Southover Grange is a Grade II* listed building in the South Downs National Park local planning authority area, England. First listed on 25 February 1952. A Tudor House. 6 related planning applications.
Southover Grange
- WRENN ID
- old-moat-equinox
- Grade
- II*
- Local Planning Authority
- South Downs National Park
- Country
- England
- Date first listed
- 25 February 1952
- Type
- House
- Period
- Tudor
- Source
- Historic England listing
Description
Southover Grange is a house built in 1572 for William Newton, Steward to the Earl of Dorset. The building is constructed from dressed Caen stone, removed from the Priory, with a roof finished with Horsham slabs on the lower slopes and plain tiles above. The roofline features coped parapets, irregular red brick chimneys, and a pair of 19th-century gabled dormers decorated with bargeboards.
The house follows a U-plan with a rear wing to the left. The west front presents two storeys with attics. Projecting wings flank a central recess on the ground floor, which is infilled. The fenestration follows a slightly irregular 2-3-1 rhythm. The ground-floor wings contain ovolo-moulded cross-windows, with 2-light mullioned windows above, all topped by hood-mouldings. A small 2-light window with chamfered mullion appears in the right garret with a hoodmould; to the left is a 2-light garret window similar to the first-floor windows but smaller.
The central recess displays a pair of 2-light ovolo-moulded mullioned windows flanking a central 3-light window with a shield over the central light. A continuous stepped hood-mould spans all three first-floor windows in the recess. Flanking a rounded Tudor-arched entrance are 6-light 19th-century windows with transom-and-mullion divisions and rounded tracery to the upper lights. The entrance has a boarded and ribbed door with a moulded surround, florally-decorated spandrels, and an uncarved shield with an attached light. A continuous hoodmould covers all three openings. All windows feature leaded casements set in iron frames. A small pedimented aedicule on the first floor of the re-entrant angle of the left wing contains a shield of a lion rampant.

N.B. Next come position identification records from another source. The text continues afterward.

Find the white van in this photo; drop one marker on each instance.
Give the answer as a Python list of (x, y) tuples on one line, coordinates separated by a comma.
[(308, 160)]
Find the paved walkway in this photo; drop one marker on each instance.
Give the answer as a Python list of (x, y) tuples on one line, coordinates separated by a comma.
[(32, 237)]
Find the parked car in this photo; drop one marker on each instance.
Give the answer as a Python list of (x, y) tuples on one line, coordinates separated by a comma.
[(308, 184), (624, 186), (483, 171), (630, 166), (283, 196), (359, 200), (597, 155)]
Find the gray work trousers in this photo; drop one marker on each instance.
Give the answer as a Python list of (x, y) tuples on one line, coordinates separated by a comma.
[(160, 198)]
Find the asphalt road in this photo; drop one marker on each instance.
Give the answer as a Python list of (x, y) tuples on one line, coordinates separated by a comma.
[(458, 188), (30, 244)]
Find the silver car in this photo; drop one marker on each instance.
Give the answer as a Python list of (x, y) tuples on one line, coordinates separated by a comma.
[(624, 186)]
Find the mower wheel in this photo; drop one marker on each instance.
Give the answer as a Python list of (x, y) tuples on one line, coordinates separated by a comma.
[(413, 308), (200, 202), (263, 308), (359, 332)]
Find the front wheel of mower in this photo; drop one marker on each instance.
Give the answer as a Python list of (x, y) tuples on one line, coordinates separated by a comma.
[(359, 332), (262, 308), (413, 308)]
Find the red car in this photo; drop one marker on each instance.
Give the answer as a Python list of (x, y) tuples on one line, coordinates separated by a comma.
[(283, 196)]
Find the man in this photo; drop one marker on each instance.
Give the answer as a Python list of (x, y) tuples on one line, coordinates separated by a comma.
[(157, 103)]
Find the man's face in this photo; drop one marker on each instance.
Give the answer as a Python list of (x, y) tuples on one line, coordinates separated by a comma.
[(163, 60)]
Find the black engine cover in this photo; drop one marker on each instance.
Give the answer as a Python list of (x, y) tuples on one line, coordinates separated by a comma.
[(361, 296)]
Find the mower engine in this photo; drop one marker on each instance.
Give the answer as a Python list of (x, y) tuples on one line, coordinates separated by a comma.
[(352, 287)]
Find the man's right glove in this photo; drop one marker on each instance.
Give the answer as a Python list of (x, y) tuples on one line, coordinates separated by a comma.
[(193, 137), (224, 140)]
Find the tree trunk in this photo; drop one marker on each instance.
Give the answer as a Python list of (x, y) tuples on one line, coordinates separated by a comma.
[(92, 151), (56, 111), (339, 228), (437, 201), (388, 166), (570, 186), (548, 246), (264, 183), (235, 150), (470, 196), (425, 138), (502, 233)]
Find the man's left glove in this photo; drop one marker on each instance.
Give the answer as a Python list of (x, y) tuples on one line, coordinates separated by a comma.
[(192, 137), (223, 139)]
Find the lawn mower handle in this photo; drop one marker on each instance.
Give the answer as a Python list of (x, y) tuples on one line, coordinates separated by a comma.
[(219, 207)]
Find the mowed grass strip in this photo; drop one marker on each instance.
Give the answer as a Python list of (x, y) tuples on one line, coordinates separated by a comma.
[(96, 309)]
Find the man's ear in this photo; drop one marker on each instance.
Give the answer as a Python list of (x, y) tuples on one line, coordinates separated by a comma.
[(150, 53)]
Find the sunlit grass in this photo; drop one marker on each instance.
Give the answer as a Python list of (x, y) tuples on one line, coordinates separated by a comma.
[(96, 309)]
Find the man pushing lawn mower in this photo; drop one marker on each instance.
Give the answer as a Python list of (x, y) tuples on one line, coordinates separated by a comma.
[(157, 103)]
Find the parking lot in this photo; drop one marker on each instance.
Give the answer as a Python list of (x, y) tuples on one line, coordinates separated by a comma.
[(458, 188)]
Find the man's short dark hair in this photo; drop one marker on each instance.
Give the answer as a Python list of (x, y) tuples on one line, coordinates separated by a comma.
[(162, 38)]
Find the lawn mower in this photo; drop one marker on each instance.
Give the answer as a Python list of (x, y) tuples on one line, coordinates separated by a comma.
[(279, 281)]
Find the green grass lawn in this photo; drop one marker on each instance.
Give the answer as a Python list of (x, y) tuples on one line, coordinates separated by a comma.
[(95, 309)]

The north front features a brick chimney-stack on the ridge to the left with arched panelled sides, an oversailing cornice, and a 19th-century bell housed in a gabled wooden bell-cote. Two gabled semi-dormers with gable-parapets and kneelers flank the lefthand stack. Two ovolo-moulded cross windows flank the stack with a hoodmould continuing around it and over a single-light window in the stack. The projecting wing to the left of centre displays regular fenestration with 5-light ovolo-moulded windows on ground and first floors, and 2-light windows in the garret. Two further windows at half-levels between storeys appear on either side, single-light below and 2-light above, all with cast-iron casements, leaded lights, and hoodmoulds. Two tall stone chimney-breasts rise to the right.
The east front is L-shaped, with a projecting canted staircase wing and a further gabled wing set in the re-entrant angle. It rises two storeys with attics to the right and displays irregular fenestration.
The interior contains a hall with a panelled ceiling and moulded beams on shield corbels, together with a marble fire-surround and Neo-Jacobean overmantel. The dining room features a fire surround with a stone-moulded Tudor arch inscribed 'WN 1572' in the spandrels, and an overmantel marked 'Ye Old/Welsh/Parliament/House/Dolgelly'. The staircase is a 19th-century Neo-Jacobean composition with twisted balusters and an early 18th-century hanging lantern decorated with foliage.
The diarist John Evelyn lived at Southover Grange as a boy in the early seventeenth century. The building was later used as the original of Mockbeggar's Hall in Ovingdean Grange by William Harrison Ainsworth (1805-82).